“The banks need this more than crypto,” Christopher Giancarlo, former chair of the U.S. Commodity Futures Trading Commission (CFTC), said in a Sunday (March 8) interview with the Wolf Of All Streets podcast.
“Their general counsels are telling their boards: You can’t invest billions of dollars to build these digital rails unless you’ve got regulatory certainty. Banks can’t afford regulatory uncertainty.”
His comments were flagged in a report Monday (March 9) from Coindesk, which noted the conflict surrounding the bill, which has been stalled since January.
On one side are the crypto companies, which object to proposals from the Senate Banking Committee to bar them from paying rewards to stablecoin holders. Banks argue that permitting stablecoin rewards could cause a deposit flight.
As covered here last week, a proposal from the White House would allow rewards in some cases, like peer-to-peer payments, but not on balances that sit unused. While cryptocurrency companies have largely accepted that idea, banks are still calling for stricter limits.
In a social media post last week, President Donald Trump said banks “need to make a good deal” with the crypto sector to allow the legislation to move forward. This came after the president met with Brian Armstrong, CEO of Coinbase.
Giancarlo warned that if banks persist in their stance, crypto will continue to flourish, just in places outside the U.S.
“If the banks resist this now, it’s not going to go away. It’s just going to go to Europe.

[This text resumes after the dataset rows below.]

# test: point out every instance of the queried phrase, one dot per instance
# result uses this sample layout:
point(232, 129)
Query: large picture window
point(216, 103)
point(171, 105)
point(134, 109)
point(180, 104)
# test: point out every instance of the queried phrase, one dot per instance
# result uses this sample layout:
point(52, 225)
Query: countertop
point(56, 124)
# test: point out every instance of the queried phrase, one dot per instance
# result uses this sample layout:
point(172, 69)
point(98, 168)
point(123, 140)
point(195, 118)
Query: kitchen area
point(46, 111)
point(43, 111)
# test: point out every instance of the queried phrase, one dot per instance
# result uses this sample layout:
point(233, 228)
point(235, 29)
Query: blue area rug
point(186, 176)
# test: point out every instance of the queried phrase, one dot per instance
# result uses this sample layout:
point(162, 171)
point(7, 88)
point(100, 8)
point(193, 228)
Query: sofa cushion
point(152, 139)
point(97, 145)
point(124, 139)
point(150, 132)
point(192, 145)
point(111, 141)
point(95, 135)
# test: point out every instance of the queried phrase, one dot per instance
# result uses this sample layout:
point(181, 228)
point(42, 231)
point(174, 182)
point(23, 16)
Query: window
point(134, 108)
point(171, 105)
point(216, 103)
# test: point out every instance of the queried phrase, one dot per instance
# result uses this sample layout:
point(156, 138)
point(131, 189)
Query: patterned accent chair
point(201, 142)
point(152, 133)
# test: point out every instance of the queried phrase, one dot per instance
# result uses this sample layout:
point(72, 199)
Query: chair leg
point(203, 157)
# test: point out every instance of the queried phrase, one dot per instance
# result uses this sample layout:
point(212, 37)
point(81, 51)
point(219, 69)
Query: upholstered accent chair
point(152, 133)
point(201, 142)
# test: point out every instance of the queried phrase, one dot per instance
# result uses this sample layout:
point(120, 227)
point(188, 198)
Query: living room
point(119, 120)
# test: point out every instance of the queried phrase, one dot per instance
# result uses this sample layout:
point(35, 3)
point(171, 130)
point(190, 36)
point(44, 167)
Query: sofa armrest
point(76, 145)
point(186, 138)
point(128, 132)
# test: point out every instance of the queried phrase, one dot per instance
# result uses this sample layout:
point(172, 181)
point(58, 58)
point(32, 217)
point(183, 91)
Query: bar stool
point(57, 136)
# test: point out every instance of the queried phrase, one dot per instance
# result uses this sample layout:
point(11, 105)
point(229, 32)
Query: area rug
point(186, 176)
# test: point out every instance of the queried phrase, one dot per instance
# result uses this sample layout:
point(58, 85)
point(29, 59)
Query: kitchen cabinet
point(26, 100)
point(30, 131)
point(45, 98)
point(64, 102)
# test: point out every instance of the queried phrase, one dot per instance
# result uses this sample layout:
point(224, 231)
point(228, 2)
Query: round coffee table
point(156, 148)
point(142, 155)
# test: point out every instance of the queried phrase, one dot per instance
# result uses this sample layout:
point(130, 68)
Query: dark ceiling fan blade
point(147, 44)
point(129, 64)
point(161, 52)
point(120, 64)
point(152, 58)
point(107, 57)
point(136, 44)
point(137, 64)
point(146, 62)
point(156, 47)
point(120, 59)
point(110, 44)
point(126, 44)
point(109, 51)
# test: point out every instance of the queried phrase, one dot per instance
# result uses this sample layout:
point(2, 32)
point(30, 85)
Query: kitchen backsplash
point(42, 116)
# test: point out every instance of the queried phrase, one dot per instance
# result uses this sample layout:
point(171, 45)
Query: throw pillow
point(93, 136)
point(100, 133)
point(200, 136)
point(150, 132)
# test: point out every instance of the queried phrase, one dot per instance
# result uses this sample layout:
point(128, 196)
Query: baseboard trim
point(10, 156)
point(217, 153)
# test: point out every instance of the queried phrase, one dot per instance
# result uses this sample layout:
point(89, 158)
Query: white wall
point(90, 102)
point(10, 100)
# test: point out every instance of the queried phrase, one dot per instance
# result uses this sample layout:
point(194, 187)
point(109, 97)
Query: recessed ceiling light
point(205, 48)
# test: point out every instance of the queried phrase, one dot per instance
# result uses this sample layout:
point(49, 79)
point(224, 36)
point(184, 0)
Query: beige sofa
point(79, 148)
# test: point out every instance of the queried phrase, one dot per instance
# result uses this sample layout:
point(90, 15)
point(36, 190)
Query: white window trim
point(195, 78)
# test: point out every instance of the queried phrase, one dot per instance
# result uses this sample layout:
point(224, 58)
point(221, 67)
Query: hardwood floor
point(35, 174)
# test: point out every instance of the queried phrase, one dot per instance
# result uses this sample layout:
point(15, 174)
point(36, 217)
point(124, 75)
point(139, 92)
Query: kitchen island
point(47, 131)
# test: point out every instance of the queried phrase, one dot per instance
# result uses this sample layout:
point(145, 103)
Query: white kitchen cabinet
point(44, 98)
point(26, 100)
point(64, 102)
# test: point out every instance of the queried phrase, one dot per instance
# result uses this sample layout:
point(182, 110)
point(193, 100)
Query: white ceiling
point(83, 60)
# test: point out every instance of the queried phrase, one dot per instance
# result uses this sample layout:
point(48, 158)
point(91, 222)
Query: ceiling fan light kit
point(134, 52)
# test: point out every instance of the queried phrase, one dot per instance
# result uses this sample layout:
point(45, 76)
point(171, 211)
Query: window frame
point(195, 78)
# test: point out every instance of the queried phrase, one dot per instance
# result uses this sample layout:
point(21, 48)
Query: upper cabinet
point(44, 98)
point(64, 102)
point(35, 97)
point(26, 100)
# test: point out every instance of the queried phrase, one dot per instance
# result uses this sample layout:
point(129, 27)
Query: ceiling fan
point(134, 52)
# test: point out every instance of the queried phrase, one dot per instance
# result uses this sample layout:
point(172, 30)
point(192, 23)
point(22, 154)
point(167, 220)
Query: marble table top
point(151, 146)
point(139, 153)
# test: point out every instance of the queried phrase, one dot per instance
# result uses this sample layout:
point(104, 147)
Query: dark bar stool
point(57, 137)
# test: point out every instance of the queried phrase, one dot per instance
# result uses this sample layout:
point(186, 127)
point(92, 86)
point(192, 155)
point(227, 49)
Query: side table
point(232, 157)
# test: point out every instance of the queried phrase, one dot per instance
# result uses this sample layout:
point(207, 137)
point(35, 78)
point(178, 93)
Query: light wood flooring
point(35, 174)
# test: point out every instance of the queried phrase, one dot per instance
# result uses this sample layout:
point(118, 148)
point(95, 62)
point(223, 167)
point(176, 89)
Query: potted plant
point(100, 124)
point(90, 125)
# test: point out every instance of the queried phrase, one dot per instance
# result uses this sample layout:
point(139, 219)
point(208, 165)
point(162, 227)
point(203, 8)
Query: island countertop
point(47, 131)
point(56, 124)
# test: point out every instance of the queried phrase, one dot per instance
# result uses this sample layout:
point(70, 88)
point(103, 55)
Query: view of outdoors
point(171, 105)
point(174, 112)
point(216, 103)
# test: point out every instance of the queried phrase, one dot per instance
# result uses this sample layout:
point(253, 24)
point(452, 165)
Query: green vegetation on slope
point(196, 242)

It’s going to go to Asia … and then American banks will say, ‘Whoa.’ Our analog, identity-based, message-based system is no longer working anywhere outside,” he said.
Giancarlo put the “betting odds” of the bill passing at about 60-40, adding that there were still several issues to resolve.

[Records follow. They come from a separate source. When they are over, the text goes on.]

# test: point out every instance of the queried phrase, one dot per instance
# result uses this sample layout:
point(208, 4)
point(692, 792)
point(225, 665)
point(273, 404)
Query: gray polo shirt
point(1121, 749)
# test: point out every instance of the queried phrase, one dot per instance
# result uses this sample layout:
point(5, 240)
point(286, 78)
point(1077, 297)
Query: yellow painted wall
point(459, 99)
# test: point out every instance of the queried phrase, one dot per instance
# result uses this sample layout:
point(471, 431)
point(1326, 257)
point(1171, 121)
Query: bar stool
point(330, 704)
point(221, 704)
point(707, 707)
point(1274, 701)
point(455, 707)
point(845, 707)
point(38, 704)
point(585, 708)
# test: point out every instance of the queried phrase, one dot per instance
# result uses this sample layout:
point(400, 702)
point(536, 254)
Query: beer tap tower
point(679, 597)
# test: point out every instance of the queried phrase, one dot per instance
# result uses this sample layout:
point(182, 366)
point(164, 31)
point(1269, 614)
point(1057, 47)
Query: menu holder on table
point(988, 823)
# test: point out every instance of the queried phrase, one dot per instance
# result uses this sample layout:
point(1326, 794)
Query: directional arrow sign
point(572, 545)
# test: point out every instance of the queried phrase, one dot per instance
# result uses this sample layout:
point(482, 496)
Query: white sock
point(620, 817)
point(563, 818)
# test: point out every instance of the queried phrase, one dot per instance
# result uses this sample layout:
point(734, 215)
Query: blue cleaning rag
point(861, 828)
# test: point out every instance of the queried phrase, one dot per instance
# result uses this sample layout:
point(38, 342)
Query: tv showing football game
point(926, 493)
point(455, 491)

Writing about the stablecoin space last week, PYMNTS pointed out that regulators and policymakers generally acknowledge the benefits of the tokens, such as faster and cheaper cross-border payments.
“The real opportunity isn’t about chasing the buzzwords, but it’s more about being disciplined, identifying where stablecoins truly outperform a so-called legacy payment system,” Bryce Jurss, vice president, head of Americas, digital assets at Nuvei, said in an interview with PYMNTS last summer.